Increasing Probability | 5 | 5 | 15 | 25 |
3 | 3 | 9 | 15 | |
1 | 1 | 3 | 5 | |
1 | 3 | 5 | ||
Increasing Outcome Severity |
Interpretation:
- Score 1-3 are low risk (Yellow)
- Score 5-9 are moderate risk (Orange)
- Score 15-25 are high risk (Red)
Risk ranking results and reporting of events
Low risk events only require notification (event). Moderate risk events could require notification or investigation (event or deviation). High risk events require investigation (deviation).
Risk Control
For those moderate risks that are deemed to exceed the site’s risk acceptance threshold, mitigation must be implemented in order to categorize the risk type as an event. This should be accomplished through discussion of the issue with stakeholders and technical experts to establish the appropriate mitigation strategy. The Risk Assessment process should be repeated on the residual risk after completion of corrective actions. Alternately, all moderate risks events can be categorized as deviations and investigated.
Risk Review
The risk assessment document should be routed for approval to all impacted system owners and the Site Quality Team. The documentation package should contain all documented aspects of the Quality Risk Management process. Implementation of the notification system cannot proceed until all approvals are obtained. The risk assessment process should be repeated any time a change is introduced that impacts the practice, e.g. change in regulations related to investigations, change in direct impact assessment, etc. Example of a site risk assessment for a Systems Assessment Approach:
Approach 2
Individual risk assessment approach
Depending on the individual site preference, the system could be designed in a manner that assesses each issue to determine the criticality.
Risk Assessment
This can be achieved by creating a list of questions to be answered for each issue. The questions should be formulated using the same areas that the System Assessment described above used, i.e. regulatory expectations, cGMP expectations, system impact, product quality impact, risk to patient
- This encompasses all factors that could affect the safety, purity, or identity of the product.
Risk Control and Review
It is important to word the questions in a way that will allow Yes or No answers and only situations where all answers are ‘No’ are classified as events. If any of the answers is ‘Yes’, the event is classified as a deviation and an investigation is required. Examples of risk assessment questions under each of the headings listed above follow:
Regulatory: Is the event outside the registered parameters?

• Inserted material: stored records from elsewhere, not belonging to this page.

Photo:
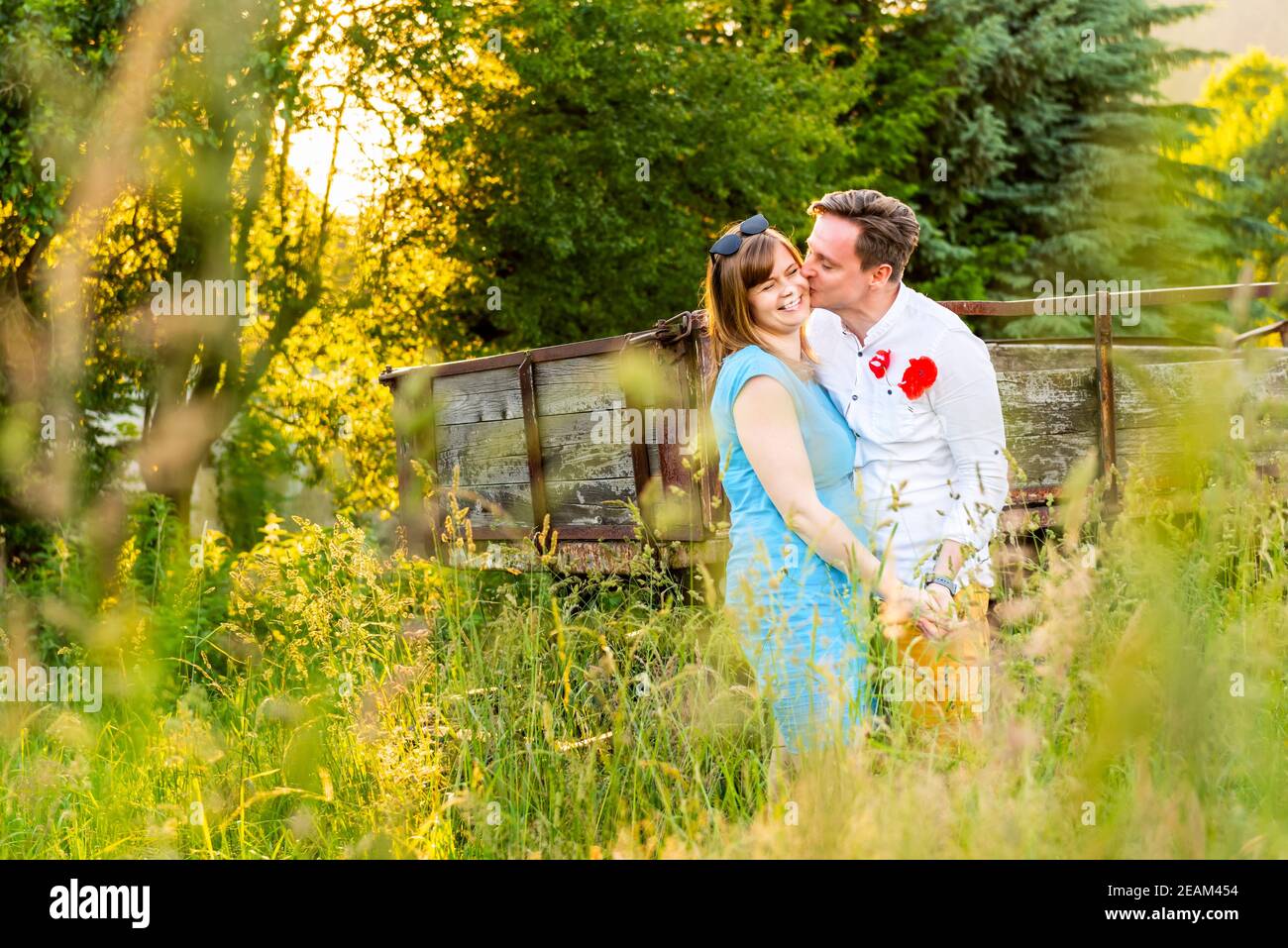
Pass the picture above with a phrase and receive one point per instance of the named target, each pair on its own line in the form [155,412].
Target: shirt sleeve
[970,410]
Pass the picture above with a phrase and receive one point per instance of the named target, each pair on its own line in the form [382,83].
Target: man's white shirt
[930,466]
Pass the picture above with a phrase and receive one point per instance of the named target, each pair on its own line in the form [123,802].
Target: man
[918,389]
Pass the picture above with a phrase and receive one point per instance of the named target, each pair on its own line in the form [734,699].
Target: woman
[787,467]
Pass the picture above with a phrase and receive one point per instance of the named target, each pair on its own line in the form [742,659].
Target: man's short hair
[888,227]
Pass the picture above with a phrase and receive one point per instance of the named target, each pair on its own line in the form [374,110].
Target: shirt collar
[883,326]
[893,316]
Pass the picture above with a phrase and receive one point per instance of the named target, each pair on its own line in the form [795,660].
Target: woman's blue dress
[797,614]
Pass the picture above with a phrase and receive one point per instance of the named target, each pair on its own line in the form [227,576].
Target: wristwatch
[945,581]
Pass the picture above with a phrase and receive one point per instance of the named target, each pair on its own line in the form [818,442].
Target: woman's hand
[907,604]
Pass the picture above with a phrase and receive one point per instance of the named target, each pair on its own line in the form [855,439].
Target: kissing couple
[862,453]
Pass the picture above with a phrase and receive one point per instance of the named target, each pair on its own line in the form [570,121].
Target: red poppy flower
[880,363]
[918,376]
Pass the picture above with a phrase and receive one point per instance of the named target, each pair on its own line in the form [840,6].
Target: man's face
[836,277]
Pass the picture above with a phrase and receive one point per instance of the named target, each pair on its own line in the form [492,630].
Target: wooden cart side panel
[483,443]
[1051,415]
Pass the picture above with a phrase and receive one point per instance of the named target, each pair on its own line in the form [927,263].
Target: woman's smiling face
[780,303]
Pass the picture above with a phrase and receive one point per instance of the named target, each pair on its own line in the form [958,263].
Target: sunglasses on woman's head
[730,243]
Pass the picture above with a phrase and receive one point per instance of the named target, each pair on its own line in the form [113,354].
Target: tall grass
[320,697]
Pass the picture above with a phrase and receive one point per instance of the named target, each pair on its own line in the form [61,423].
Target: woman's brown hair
[729,322]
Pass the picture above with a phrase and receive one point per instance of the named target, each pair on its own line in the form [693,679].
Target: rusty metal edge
[1147,298]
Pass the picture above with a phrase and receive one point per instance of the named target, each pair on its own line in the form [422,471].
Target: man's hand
[938,612]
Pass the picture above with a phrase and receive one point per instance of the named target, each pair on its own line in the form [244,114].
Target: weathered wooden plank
[494,453]
[1028,357]
[1157,453]
[1063,401]
[487,395]
[579,384]
[571,502]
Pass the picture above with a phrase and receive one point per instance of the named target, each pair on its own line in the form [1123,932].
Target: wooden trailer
[576,455]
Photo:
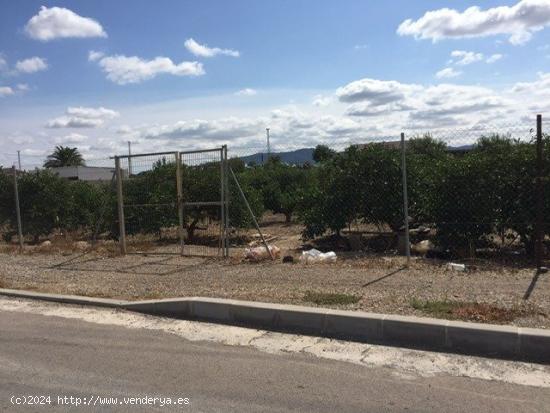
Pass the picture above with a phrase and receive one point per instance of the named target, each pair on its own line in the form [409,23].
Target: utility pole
[129,159]
[268,147]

cGMP expectations: Does the event impact a critical process parameter or yield of a critical process step?
System impact: Is the system where the issue occurred a direct impact system? (see Site Impact Assessment to determine the system impact)
Product quality: Was there an error in manufacturing that could have a direct impact on product quality; e.g. wrong material charge, a critical manufacturing step not completed or completed incorrectly?
Risk to patient: Has any foreign matter been introduced to the batch?
Risk Review:
Once the assessment has been completed and the criticality determined, the appropriate action can be taken i.e. notification in case of events and investigation in case of deviations.
Although classified as events, recurring minor issues should be discussed at the Quality Team Meetings. As indicated earlier, recurring regulatory deviations, even minor in nature, may require submission of a variation.